Diane Lane is a class act. Even after a full day of doing press for her film, UNDER THE TUSCAN SUN, she was gracious, articulate, and even playful. But make no mistake, this is a woman who takes her craft very seriously, something that comes across in every performance. When we talked on August 22, 2003, topics included gender issues in film, the importance of just the right hair style and one of my favorite films of hers, A WALK ON THE MOON.
Diane Lane can channel feeling with such conviction, with such clarity, and with such purity that she seems to be living each emotion with every fiber of her being and, more, makes us in the audience feel it, too. If Julia Roberts et als have the glitz and the buzz, Lane has the raw talent and delivers it in every performance.
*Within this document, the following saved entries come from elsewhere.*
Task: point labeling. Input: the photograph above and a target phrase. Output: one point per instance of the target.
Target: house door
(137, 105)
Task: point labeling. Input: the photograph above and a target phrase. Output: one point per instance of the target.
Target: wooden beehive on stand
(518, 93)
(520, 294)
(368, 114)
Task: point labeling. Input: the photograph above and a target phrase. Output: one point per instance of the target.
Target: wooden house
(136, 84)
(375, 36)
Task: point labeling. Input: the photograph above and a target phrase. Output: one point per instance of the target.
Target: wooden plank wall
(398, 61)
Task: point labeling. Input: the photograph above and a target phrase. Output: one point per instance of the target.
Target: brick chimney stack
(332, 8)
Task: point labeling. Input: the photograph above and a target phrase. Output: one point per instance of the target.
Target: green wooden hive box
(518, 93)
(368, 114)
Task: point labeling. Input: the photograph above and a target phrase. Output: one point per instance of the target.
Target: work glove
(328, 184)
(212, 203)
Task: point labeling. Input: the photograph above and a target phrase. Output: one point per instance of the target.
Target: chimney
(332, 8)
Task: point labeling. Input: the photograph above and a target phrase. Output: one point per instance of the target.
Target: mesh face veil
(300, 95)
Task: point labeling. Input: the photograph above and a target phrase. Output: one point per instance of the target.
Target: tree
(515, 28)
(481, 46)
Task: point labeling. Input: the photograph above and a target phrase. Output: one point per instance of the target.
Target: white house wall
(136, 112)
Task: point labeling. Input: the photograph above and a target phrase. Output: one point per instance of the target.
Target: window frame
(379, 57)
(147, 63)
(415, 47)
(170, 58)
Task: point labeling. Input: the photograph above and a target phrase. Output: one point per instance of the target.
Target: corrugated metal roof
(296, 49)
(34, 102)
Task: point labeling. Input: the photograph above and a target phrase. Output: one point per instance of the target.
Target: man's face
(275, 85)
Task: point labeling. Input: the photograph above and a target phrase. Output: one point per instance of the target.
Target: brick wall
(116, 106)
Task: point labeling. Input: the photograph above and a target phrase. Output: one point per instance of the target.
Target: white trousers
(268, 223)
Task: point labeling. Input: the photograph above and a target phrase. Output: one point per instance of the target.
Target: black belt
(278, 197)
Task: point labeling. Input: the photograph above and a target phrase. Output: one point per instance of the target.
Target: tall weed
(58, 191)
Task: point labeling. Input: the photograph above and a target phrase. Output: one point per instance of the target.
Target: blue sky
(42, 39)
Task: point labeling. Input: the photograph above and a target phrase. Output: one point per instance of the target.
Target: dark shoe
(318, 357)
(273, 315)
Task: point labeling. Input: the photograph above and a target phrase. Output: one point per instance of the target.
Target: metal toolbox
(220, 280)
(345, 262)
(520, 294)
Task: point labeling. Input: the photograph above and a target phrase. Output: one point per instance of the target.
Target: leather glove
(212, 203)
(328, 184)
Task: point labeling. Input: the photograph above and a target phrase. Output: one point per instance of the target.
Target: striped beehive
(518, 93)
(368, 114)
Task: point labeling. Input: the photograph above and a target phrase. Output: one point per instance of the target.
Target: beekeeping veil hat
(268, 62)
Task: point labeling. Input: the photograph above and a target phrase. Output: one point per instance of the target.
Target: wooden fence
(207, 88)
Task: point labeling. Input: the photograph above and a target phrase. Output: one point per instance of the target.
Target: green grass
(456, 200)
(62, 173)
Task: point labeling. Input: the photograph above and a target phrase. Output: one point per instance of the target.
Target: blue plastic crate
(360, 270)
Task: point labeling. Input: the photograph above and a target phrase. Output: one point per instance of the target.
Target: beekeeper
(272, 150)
Readers of the book of the same name by Frances Mayes will find some radical changes from that work. Here Frances is not facing rebuilding a villa with her husband, but rather is on the short end of an ugly divorce. Sent on a gay bus tour of Italy by her lesbian best friends to restore her spirits, Frances is entranced by one of the small towns on the tour. The glorious scenery, a mysterious English woman wandering the open market dispensing cryptic advice, and a villa offered for sale provide an irresistible temptation and almost without realizing what she’s doing, Frances has leapt off the tour bus, bought the villa, and embarked on a new life that she could never have imagined.